Bot Detection

VistoShield identifies and blocks malicious bots using User-Agent signature matching, rDNS verification, and configurable rate limiting.

How It Works

  1. Every incoming HTTP request's User-Agent header is checked against the bot signature database.
  2. Matched signatures are classified by action: block, challenge, monitor, or allow.
  3. Legitimate bots (Googlebot, Bingbot, etc.) are verified via reverse DNS lookup to confirm they originate from known IP ranges.
  4. Requests from bots set to "block" are denied and the IP is temporarily blocked.

Signature Database

Signatures are stored in /etc/vistoshield/bot-signatures.dat, one per line in the following format:

pattern|action|category|description
FieldDescription
patternRegex pattern matched against the User-Agent string
actionblock, challenge, monitor, or allow
categoryCategory name (e.g., scraper, crawler, spam, seo, scanner)
descriptionHuman-readable description of the bot

Example entries:

AhrefsBot|block|seo|Ahrefs SEO crawler
SemrushBot|block|seo|Semrush SEO crawler
MJ12bot|block|scraper|Majestic-12 crawler
Googlebot|allow|search|Google search crawler
bingbot|allow|search|Microsoft Bing crawler
python-requests|monitor|library|Python requests library

Updating Signatures

Pull the latest signatures from the VistoShield repository:

vistoshield update-signatures

This merges remote signatures with your local customizations.

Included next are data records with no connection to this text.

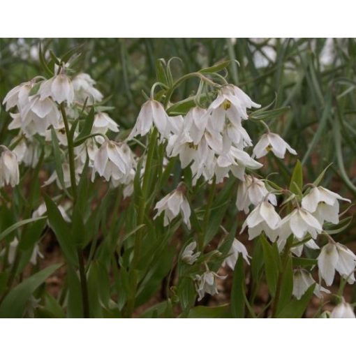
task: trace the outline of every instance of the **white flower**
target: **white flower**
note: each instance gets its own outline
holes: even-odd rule
[[[8,111],[11,107],[17,106],[21,110],[23,106],[27,103],[29,94],[34,82],[26,82],[13,88],[5,96],[3,104],[6,105],[5,109]]]
[[[322,247],[318,257],[318,267],[319,274],[327,285],[332,284],[335,270],[350,284],[355,282],[356,255],[341,244],[329,242]]]
[[[251,256],[249,255],[246,247],[237,239],[234,239],[232,245],[229,251],[229,255],[225,259],[223,266],[228,265],[231,269],[234,270],[240,253],[242,255],[242,258],[249,265],[250,261],[249,258],[251,258]]]
[[[119,125],[106,112],[97,112],[94,117],[91,132],[104,135],[107,130],[119,132]]]
[[[356,318],[353,311],[353,308],[345,302],[343,298],[342,302],[334,308],[330,313],[332,318]]]
[[[128,136],[128,140],[140,135],[144,136],[154,124],[158,132],[165,137],[168,123],[168,115],[163,105],[156,100],[150,99],[143,104],[138,114],[136,124]]]
[[[265,156],[269,151],[279,158],[284,158],[285,151],[292,154],[297,154],[294,150],[283,138],[276,133],[268,133],[261,136],[258,142],[253,148],[253,155],[256,158]]]
[[[242,119],[246,120],[249,117],[246,109],[260,107],[239,88],[228,84],[220,89],[209,110],[212,112],[213,125],[221,131],[223,128],[225,117],[235,125],[239,125]]]
[[[15,137],[11,143],[15,142],[19,139]],[[23,163],[27,167],[34,168],[40,158],[40,144],[36,140],[22,139],[13,149],[16,154],[19,163]]]
[[[165,195],[156,204],[154,209],[157,214],[154,219],[157,218],[164,211],[164,226],[167,226],[181,212],[183,221],[188,229],[191,229],[191,207],[184,192],[185,186],[181,183],[173,191]]]
[[[6,146],[0,145],[0,187],[10,184],[12,187],[20,181],[19,165],[16,154]]]
[[[194,280],[195,281],[195,289],[199,295],[198,301],[202,300],[205,293],[214,295],[218,292],[216,286],[217,278],[225,279],[226,276],[219,276],[212,271],[207,271],[201,276],[199,274],[195,276]]]
[[[241,232],[248,226],[249,239],[251,240],[258,236],[262,231],[265,231],[269,239],[274,242],[278,235],[280,221],[281,218],[275,212],[273,205],[263,200],[247,216],[242,225]]]
[[[284,246],[285,241],[280,240],[279,241],[279,245],[281,245],[279,246],[279,248],[280,249],[280,250],[281,250]],[[314,242],[314,240],[313,239],[310,239],[304,244],[301,244],[298,246],[296,246],[295,247],[292,247],[292,249],[290,249],[290,251],[295,255],[300,257],[302,255],[302,253],[303,252],[303,249],[305,246],[309,247],[309,249],[311,249],[312,250],[318,250],[320,249],[320,247]]]
[[[269,202],[274,205],[277,205],[276,195],[267,190],[263,181],[249,175],[246,175],[244,178],[237,189],[236,206],[239,211],[244,210],[247,214],[251,204],[255,207],[267,194]]]
[[[95,156],[92,181],[96,172],[107,181],[111,177],[115,180],[120,179],[130,172],[131,162],[123,148],[124,144],[110,140],[105,141],[101,145]]]
[[[195,241],[191,242],[188,246],[186,246],[186,247],[184,249],[184,251],[181,253],[181,260],[184,261],[188,265],[193,265],[195,263],[198,257],[200,255],[200,252],[199,251],[194,253],[194,250],[196,249],[196,247],[197,243]]]
[[[73,81],[74,97],[76,101],[84,103],[87,98],[87,103],[93,104],[96,101],[103,100],[103,94],[96,88],[96,82],[86,73],[81,73],[74,77]]]
[[[322,228],[311,213],[298,207],[282,219],[279,230],[281,239],[285,242],[291,234],[294,234],[299,240],[302,240],[308,232],[313,239],[316,239]]]
[[[302,207],[313,214],[322,224],[324,221],[339,223],[338,199],[351,202],[339,194],[322,186],[315,186],[302,200]]]
[[[58,74],[43,82],[38,89],[38,94],[41,101],[50,96],[59,104],[66,101],[70,105],[74,101],[72,81],[64,73]]]
[[[321,292],[329,293],[330,292],[319,284],[316,283],[311,274],[305,269],[295,269],[293,274],[293,292],[292,295],[297,299],[300,298],[306,292],[308,288],[313,283],[316,283],[314,294],[321,298],[322,295]]]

Your manually added entries and action overrides are preserved.

Tip: Set up a cron job to update signatures automatically: 0 4 * * * /usr/local/bin/vistoshield update-signatures --quiet

rDNS Verification

Good bots like Googlebot and Bingbot claim their identity via User-Agent but can be spoofed. VistoShield verifies them by:

  1. Performing a reverse DNS lookup on the source IP.
  2. Checking that the rDNS hostname matches the expected domain (e.g., *.googlebot.com, *.search.msn.com).
  3. Performing a forward DNS lookup on the hostname to confirm it resolves back to the source IP.

Bots that fail rDNS verification are treated as impostors and blocked.

Good Bot Allowlist

The following bots are allowed by default when they pass rDNS verification:

BotExpected rDNS Domain
Googlebot*.googlebot.com or *.google.com
Bingbot*.search.msn.com
Yahoo Slurp*.crawl.yahoo.net
Yandex*.yandex.com or *.yandex.net
Baidu Spider*.crawl.baidu.com
DuckDuckBot*.duckduckgo.com

Rate Limiting for Bots

Even allowed bots can overload your server. VistoShield applies separate rate limits to bot traffic:

BOT_RATE_LIMIT=60        # Max requests/minute for bots
BOT_RATE_BURST=10        # Burst allowance for bots
BOT_BLOCK_TIME=600       # Block duration for rate-limited bots (10 min)

Custom Signatures

Add your own entries to the end of bot-signatures.dat or create a separate file:

# /etc/vistoshield/bot-signatures-custom.dat
MyPrivateBot|allow|custom|My internal crawler
BadScraper.*v2|block|scraper|Known bad scraper variant

Custom files are loaded after the main database, so they can override default actions.

Viewing Bot Activity

# List recent bot detections
vistoshield list --type bot

# Show bot statistics
vistoshield status --bots

# Watch bot detections in real time
tail -f /var/log/vistoshield/vistoshield.log | grep BOT